The fix should be to put config back to default state, other ops should not know about what has run before them
I just tried commit from @rdjogoTT d5312d7c1f997c59cbaeb12facb65c3866c026c1
isolated (cherry-picked on latest main) and PCC is good as well=0.998
Would there be a perf impact in choosing one of the solutions over the other? I.e. make other ops init to the normal mode or just init to the normal mode at the end of topk.
I just tried commit from @rdjogoTT
d5312d7c1f997c59cbaeb12facb65c3866c026c1
isolated (cherry-picked on latest main) and PCC is good as well=0.998Would there be a perf impact in choosing one of the solutions over the other? I.e. make other ops init to the normal mode or just init to the normal mode at the end of topk.
Perf impact should be small either way, but technically initializing back to normal mode after topk would add fewer new init calls.
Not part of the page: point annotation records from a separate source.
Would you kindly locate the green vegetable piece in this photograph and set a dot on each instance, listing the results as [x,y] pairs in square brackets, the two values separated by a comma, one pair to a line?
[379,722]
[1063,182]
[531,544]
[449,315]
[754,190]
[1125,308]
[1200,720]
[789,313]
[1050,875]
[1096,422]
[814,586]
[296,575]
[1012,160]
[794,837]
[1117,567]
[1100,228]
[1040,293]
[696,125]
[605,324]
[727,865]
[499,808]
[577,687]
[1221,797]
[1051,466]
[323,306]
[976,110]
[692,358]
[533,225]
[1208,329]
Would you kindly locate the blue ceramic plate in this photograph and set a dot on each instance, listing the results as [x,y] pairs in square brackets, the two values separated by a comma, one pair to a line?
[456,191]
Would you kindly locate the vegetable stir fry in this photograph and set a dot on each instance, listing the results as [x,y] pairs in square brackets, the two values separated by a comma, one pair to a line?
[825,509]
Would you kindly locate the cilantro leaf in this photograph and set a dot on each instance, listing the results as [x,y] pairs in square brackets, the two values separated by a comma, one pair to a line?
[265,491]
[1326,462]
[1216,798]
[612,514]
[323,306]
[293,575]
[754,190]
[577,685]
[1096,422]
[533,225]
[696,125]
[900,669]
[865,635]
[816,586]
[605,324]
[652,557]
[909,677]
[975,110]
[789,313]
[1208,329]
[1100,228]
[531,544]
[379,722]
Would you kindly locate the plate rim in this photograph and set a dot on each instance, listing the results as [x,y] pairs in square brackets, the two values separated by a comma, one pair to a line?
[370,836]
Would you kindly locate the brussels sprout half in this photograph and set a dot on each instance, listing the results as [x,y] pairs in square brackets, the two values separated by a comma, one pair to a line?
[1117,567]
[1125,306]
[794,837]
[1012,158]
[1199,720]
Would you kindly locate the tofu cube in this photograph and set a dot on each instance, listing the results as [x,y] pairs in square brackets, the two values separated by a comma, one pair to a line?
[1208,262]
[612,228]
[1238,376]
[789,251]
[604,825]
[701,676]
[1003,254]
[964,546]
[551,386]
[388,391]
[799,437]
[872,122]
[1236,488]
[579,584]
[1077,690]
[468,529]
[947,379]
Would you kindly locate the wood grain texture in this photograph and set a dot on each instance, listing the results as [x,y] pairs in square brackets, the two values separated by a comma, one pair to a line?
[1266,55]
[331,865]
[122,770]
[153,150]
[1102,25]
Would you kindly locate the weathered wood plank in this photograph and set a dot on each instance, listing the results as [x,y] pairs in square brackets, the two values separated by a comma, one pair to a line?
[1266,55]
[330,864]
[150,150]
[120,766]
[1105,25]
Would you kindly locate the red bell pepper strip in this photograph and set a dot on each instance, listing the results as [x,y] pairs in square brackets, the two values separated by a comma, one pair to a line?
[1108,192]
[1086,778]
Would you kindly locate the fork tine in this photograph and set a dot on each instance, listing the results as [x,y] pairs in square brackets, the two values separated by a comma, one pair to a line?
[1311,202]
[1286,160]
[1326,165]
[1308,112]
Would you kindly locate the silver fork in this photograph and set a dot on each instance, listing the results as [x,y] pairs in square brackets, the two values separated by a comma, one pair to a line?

However, my commit implements the other solution as that is what we have in Buda, it just wasn't captured by the submodule migration and that's why it's missing from metal.
Are there many ops that require a special sfpu config?
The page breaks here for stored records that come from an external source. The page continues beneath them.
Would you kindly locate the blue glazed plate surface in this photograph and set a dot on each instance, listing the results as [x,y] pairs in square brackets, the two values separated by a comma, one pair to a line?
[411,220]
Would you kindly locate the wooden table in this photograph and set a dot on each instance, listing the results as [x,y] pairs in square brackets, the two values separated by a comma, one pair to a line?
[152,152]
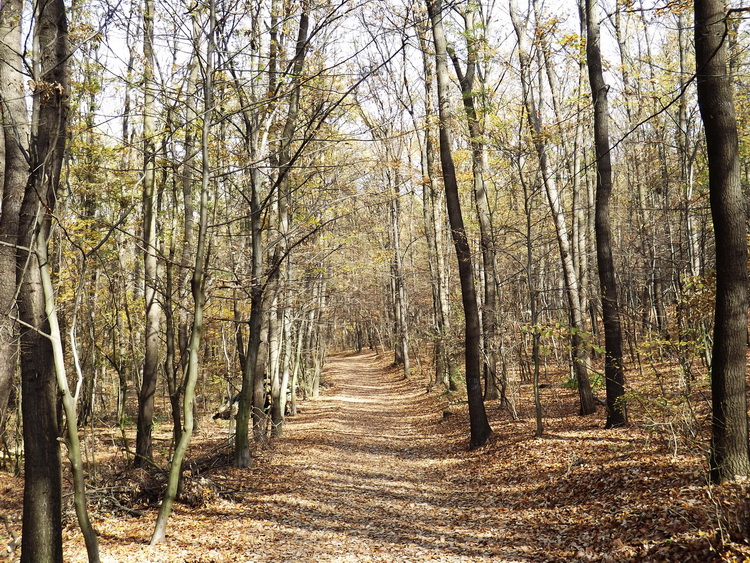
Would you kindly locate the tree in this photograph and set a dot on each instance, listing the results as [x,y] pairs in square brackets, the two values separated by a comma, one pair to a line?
[42,507]
[479,425]
[15,174]
[613,370]
[729,444]
[197,285]
[150,265]
[468,80]
[571,282]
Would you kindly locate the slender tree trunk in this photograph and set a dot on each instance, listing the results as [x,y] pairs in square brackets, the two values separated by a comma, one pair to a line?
[15,168]
[467,81]
[578,342]
[150,266]
[197,284]
[613,368]
[42,518]
[729,445]
[480,427]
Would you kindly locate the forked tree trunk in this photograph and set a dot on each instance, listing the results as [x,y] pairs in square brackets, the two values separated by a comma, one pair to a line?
[570,275]
[613,368]
[480,427]
[42,502]
[15,169]
[150,266]
[197,284]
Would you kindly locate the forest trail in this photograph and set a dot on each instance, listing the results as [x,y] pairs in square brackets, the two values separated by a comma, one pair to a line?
[373,471]
[366,477]
[360,474]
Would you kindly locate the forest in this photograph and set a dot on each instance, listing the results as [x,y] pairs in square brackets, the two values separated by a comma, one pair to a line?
[374,280]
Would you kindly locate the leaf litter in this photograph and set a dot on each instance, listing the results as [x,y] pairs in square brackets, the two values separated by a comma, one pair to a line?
[374,470]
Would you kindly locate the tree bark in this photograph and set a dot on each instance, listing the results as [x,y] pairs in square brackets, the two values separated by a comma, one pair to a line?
[42,517]
[467,81]
[480,427]
[15,143]
[613,368]
[728,457]
[578,342]
[150,266]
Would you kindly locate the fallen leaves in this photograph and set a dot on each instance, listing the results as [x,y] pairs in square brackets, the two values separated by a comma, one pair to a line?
[374,472]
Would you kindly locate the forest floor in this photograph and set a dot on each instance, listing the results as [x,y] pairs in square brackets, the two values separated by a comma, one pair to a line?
[377,469]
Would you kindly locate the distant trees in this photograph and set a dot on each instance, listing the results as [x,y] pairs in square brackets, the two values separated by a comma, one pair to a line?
[230,214]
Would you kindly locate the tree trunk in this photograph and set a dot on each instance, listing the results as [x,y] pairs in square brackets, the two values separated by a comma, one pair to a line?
[578,342]
[150,266]
[15,168]
[42,518]
[613,368]
[197,284]
[480,427]
[729,445]
[467,81]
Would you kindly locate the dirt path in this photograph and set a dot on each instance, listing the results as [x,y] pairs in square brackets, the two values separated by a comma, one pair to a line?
[372,471]
[366,478]
[360,475]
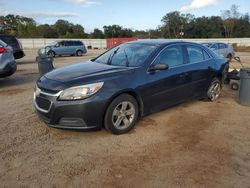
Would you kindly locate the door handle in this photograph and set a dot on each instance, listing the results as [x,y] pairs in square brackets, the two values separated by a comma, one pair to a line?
[183,75]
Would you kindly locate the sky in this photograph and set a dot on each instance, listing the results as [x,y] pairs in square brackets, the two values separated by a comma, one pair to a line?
[133,14]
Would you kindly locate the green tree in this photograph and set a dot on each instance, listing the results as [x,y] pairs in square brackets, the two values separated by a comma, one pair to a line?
[47,31]
[174,23]
[97,34]
[229,20]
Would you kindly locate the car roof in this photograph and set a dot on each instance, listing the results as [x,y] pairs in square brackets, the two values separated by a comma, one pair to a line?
[161,42]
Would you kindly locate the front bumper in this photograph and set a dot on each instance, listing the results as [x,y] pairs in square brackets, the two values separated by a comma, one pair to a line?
[81,114]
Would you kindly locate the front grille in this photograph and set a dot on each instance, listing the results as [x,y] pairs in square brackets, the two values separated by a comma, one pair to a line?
[49,91]
[43,103]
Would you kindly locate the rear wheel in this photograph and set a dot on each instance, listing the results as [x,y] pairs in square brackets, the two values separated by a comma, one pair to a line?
[121,114]
[51,53]
[214,89]
[229,56]
[79,53]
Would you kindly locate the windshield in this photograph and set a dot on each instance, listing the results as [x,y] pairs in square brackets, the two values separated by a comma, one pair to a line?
[128,54]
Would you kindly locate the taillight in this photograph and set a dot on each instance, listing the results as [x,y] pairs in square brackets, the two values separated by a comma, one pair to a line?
[2,50]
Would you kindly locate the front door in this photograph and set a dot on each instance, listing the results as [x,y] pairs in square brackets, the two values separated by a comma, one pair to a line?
[167,87]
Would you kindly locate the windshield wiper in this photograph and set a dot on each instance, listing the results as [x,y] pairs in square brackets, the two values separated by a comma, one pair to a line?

I understand that the solution is implemented is the good way of doing it, since it avoids potential issues with forgetting setting back the config on new ops. However this would add a small overhead in init calls to all ops, right?
We can measure e2e and device times with this change to understand how much impact this will have in large models with a big amount of ops, and if its noticeable or not.
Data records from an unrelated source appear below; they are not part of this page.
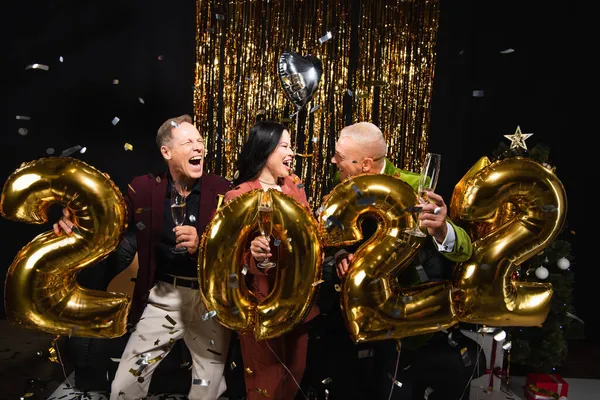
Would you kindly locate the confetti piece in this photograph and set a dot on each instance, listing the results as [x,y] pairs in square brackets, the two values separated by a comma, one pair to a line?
[366,201]
[357,190]
[263,392]
[209,315]
[325,37]
[366,353]
[214,352]
[37,66]
[171,320]
[451,341]
[396,382]
[233,281]
[70,150]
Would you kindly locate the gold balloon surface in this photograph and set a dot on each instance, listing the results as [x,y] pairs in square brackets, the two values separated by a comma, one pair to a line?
[374,304]
[479,228]
[485,292]
[221,262]
[41,287]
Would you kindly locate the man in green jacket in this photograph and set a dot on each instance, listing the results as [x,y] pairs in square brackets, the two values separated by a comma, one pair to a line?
[361,148]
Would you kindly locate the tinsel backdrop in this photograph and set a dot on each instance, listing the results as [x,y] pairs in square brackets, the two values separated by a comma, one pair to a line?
[378,61]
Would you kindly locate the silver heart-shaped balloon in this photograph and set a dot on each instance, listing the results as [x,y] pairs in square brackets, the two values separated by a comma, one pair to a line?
[299,76]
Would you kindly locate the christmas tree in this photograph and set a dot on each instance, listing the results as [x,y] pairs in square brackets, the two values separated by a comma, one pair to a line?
[542,349]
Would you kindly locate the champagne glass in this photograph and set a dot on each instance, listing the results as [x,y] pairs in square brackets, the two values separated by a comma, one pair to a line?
[427,182]
[178,209]
[265,224]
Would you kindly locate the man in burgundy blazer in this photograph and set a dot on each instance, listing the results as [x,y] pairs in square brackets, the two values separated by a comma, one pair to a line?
[166,304]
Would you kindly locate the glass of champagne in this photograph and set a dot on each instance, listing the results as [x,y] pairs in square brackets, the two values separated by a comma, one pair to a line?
[178,209]
[430,172]
[265,224]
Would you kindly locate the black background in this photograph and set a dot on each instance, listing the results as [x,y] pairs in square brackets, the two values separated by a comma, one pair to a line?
[149,46]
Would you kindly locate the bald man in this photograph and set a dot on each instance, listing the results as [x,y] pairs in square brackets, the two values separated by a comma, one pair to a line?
[361,148]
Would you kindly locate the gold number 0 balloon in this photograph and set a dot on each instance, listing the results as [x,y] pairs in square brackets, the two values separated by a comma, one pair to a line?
[374,305]
[485,290]
[220,265]
[41,288]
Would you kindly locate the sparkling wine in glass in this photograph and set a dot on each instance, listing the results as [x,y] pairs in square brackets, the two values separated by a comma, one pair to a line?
[430,172]
[265,224]
[178,209]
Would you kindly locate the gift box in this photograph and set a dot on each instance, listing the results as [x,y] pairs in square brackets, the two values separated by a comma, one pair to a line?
[546,387]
I'll close this issue when the PR #9358 with your change gets merged into main 👍
Is there an estimate for the cycle count when adding it to each init call?
The init for the SPFU config reg calls 3 single-cycle instructions, so 3 cycles. Would it be possible to measure e2e and device times to get some numbers to take a look at?
Isn't the clock speed 1 GHz? Wouldn't 3 cycles be extremely negligible even if it's across all inits?
Yeah I think it should be very small, but I don't know how much it can add up in a model with many ops.
https://github.com/tenstorrent/tt-metal/actions/runs/9467796636
CI run with radomir's change and moving mixtral back before falcon
I run some perf tests of a full Mixtral iteration with 32L and 2048KV len and the this change doesn't affect timings.
Old is the current main, new is with the added sfpu config inits.
Device only
E2E
Regarding e2e I've seen some variability (seen between 145ms ~ 168ms) between either version so any impact this change might have is negligible at best.
I think Radomir's change is good enough as is, especially if it makes it better at avoiding future issues when introducing new ops.
Great, in that case I'll merge my PR into main as soon as it passes post-commit.
Issue Description
This behaviour was first spotted in T3000 CI tests. The issue persists after device close and seemingly can only be fixed with device reset.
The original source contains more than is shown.